What was really interesting at the April 2012 meeting of Experimental Biology in San Diego, USA was that there are so many new scientific papers coming out explaining novel methods to treat type 2 DM. These included regular exercise, diet changes and natural therapies using different plants that can be used to treat the disease. For example, I am interested in Momordica charantia or bitter melon, which can be used to treat diabetes. There are also 300 other plants that have potential beneficial anti-diabetic properties. The problem with DM is the quality of life for the patients. Probably by next year, there will be type 3 DM which is Alzheimer’s disease!

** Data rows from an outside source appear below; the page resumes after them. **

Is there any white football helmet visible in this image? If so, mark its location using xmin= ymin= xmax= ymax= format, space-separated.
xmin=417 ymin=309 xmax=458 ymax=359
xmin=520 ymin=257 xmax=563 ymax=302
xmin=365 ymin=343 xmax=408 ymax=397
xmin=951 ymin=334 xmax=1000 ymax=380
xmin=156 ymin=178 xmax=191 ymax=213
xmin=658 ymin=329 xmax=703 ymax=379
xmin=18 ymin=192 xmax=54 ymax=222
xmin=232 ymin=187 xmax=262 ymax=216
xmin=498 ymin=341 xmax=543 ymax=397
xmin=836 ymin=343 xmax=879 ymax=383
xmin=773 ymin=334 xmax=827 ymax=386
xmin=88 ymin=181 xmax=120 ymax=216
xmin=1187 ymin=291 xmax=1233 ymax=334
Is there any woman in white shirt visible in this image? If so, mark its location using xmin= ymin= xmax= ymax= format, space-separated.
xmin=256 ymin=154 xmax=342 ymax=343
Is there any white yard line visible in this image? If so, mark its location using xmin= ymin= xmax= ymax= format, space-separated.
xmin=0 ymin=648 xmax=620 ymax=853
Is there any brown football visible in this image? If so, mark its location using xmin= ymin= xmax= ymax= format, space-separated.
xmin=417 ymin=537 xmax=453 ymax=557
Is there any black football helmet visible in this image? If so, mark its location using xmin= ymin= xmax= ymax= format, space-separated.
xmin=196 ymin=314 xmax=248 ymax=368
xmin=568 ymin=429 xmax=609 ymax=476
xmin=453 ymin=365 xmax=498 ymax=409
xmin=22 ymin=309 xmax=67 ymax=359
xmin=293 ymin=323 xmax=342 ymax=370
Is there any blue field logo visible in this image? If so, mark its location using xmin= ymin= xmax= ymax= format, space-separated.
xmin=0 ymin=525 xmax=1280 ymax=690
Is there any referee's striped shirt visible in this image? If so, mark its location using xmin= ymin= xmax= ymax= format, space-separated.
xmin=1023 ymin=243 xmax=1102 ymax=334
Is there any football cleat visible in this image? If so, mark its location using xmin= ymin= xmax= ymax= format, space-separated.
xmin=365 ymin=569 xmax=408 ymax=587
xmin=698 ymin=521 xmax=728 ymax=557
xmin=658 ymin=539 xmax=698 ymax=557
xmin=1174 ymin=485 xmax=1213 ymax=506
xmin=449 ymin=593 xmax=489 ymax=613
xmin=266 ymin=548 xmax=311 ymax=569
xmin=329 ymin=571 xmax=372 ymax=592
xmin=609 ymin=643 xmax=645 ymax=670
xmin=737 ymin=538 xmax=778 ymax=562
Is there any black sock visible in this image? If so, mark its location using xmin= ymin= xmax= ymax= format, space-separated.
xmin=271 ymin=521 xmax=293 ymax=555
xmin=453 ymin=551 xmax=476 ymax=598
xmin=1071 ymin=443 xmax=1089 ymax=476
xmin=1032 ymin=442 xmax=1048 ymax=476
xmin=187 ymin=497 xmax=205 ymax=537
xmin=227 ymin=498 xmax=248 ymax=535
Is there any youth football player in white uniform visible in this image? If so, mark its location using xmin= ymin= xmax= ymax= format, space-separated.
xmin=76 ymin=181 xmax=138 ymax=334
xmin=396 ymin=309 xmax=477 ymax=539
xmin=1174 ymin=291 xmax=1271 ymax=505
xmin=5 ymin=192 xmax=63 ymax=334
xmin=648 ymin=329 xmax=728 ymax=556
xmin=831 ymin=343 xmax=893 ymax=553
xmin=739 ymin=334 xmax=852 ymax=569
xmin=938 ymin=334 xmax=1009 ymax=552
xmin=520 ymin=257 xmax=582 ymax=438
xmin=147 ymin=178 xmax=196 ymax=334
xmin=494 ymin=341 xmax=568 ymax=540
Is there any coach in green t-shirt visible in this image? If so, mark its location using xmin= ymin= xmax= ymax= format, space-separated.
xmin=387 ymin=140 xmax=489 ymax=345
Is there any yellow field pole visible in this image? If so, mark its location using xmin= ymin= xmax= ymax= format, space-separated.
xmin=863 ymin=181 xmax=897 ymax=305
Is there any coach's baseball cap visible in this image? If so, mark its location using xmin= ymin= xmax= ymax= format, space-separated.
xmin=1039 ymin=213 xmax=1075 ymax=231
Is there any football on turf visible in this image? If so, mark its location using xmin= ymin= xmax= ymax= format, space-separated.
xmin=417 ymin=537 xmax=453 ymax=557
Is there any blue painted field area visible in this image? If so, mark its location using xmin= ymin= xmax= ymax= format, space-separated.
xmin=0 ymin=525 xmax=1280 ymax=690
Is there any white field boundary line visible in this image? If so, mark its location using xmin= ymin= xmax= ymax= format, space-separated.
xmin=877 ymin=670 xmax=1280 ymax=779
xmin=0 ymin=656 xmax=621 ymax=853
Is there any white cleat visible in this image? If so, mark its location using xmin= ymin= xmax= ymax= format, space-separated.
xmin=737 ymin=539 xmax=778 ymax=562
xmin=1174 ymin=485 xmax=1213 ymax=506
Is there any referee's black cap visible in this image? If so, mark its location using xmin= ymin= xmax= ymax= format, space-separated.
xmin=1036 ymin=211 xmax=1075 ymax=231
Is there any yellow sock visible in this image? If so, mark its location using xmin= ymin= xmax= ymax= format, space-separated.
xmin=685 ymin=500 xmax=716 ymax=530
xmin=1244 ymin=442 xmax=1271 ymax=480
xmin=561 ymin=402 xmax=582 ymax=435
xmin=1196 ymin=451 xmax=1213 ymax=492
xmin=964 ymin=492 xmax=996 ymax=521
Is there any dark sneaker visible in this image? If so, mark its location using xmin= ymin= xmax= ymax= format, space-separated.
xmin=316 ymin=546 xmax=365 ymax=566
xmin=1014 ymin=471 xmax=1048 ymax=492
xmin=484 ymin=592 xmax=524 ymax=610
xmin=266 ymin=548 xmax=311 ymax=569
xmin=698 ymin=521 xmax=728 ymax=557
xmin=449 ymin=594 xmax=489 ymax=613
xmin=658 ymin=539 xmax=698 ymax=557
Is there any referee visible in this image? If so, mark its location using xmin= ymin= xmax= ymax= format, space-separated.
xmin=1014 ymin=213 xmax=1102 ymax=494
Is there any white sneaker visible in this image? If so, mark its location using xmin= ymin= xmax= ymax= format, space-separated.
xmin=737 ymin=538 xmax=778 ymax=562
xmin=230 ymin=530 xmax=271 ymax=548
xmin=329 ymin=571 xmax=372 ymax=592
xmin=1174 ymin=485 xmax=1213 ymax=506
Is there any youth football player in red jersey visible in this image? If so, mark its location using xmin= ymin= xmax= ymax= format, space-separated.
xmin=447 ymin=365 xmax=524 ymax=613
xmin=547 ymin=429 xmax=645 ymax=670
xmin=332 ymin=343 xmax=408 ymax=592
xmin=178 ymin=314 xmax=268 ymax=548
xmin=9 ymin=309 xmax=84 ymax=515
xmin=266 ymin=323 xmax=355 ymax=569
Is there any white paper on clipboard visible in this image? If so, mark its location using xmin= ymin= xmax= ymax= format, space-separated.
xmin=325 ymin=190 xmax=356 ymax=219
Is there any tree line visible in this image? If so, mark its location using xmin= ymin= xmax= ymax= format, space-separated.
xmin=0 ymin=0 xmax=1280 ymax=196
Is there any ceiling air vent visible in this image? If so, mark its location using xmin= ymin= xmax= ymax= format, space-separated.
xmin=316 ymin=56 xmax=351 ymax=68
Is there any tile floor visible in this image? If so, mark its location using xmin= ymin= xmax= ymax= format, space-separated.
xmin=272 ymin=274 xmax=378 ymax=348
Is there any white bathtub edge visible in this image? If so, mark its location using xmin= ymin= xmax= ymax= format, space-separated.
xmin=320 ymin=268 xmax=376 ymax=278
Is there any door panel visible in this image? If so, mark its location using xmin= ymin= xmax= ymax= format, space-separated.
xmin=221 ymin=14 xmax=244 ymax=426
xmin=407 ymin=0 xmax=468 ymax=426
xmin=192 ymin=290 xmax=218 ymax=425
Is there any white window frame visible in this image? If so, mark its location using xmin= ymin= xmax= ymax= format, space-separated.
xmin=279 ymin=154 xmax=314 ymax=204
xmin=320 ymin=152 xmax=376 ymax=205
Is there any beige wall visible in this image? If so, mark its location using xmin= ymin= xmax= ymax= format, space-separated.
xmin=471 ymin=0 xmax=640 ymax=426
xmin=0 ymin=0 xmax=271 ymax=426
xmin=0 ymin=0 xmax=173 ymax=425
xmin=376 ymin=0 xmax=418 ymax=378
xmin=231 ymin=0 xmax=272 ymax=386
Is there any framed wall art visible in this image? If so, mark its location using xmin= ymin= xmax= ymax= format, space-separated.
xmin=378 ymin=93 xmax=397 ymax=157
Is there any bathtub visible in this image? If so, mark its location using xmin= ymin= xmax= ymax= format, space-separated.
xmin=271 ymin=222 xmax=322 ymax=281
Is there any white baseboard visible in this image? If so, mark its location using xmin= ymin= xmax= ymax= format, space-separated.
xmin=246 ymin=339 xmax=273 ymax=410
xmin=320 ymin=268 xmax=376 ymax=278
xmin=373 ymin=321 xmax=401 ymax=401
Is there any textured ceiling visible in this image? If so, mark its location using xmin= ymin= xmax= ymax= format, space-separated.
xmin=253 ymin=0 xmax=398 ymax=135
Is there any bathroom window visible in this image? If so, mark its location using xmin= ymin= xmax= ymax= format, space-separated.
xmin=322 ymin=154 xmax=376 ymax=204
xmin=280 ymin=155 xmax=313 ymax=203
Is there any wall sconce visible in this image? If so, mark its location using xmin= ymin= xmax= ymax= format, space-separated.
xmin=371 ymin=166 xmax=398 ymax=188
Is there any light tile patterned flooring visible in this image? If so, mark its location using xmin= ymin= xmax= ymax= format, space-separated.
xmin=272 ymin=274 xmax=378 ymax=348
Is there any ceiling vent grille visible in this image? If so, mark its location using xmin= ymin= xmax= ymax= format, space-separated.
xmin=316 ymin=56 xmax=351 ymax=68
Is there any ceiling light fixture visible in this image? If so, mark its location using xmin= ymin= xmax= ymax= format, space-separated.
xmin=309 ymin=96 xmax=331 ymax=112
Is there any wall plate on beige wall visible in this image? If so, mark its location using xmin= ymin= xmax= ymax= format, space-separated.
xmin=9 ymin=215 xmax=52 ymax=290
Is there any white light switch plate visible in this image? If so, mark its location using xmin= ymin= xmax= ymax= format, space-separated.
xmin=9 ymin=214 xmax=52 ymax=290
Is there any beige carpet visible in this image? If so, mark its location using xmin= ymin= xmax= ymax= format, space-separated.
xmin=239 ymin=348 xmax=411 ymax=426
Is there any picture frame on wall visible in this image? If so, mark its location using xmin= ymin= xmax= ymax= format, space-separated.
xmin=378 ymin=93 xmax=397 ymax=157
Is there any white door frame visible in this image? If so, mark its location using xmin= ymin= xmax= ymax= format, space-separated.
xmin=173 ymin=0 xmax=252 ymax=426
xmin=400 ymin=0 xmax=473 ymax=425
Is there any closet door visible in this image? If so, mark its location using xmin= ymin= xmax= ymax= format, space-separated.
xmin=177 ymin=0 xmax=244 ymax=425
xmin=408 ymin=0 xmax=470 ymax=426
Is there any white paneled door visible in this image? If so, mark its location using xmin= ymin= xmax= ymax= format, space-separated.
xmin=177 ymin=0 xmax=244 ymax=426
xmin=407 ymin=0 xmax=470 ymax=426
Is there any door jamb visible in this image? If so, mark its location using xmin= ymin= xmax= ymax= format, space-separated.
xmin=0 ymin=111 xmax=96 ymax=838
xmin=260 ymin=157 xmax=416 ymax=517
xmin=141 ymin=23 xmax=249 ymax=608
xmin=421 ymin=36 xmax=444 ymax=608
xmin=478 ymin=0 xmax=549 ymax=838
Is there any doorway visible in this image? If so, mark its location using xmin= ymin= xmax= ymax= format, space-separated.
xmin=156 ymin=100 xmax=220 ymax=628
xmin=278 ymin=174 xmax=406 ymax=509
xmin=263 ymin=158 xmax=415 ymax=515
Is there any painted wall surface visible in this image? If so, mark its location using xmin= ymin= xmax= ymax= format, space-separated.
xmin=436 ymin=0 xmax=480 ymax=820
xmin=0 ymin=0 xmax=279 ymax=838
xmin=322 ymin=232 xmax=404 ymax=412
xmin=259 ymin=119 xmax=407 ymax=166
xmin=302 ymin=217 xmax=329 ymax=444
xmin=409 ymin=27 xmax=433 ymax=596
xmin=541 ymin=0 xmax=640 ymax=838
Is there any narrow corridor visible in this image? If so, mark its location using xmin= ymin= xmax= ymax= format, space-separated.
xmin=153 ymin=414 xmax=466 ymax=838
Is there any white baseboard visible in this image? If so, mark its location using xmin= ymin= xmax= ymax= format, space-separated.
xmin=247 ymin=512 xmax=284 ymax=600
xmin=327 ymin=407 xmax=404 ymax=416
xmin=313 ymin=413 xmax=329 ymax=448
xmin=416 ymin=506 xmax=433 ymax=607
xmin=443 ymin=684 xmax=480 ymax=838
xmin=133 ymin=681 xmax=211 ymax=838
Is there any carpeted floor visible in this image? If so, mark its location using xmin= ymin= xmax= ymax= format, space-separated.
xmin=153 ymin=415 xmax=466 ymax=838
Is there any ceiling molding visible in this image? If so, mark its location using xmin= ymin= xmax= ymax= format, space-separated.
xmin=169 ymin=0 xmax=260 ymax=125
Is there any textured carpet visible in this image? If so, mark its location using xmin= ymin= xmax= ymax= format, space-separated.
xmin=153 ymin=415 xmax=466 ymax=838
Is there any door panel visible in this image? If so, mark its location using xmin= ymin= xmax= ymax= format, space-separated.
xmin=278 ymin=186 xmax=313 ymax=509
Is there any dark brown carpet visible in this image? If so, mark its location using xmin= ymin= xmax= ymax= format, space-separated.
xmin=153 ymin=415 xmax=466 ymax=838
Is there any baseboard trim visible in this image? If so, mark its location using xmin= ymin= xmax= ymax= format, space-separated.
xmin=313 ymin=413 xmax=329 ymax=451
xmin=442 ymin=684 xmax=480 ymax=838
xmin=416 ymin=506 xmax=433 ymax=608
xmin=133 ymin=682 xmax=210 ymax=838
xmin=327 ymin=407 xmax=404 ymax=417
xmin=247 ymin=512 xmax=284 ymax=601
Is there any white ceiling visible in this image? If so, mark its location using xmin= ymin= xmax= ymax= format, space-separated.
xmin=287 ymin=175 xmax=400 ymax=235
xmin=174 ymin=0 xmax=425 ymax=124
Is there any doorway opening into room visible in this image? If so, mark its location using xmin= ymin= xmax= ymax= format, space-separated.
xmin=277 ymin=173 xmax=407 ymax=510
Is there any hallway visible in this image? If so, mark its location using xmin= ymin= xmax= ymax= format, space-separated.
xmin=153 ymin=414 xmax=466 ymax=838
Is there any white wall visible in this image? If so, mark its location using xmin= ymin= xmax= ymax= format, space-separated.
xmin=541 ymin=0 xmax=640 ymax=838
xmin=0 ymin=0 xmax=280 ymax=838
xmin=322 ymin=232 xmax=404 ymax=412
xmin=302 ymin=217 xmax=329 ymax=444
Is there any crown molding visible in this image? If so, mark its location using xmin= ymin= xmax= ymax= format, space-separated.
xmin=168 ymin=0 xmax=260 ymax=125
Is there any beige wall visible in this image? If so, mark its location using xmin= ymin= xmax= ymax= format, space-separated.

If you become diabetic you could end up with Alzheimer’s disease and at this moment Dr Tony Ashton is investigating DM and its relationship with Alzheimer’s disease in the School of Pharmacy and Biomedical Sciences.
I am 65 years of age and I would love to go on working until I am 85! But you have to think about life itself, how much can you do. I do have other things in mind, but I would like to continue the research and supervise my students. In research, you do not want to stop because you have to keep the mind proactive. If you do not keep the mind active, you probably die faster! I have just been invited by a colleague to write a few reviews for some top heart journals on diabetes-induced heart failure (ryanodine receptors, fibrosis and remodelling) and another one on thyroid hormone and diabetes-induced heart failure. These are areas in which I would like to continue with our research. Then, there is this business of fibrosis, we want to understand the cellular and molecular mechanism(s) involved in the development of fibrosis and remodelling of the heart. These are the main areas in terms of my future research.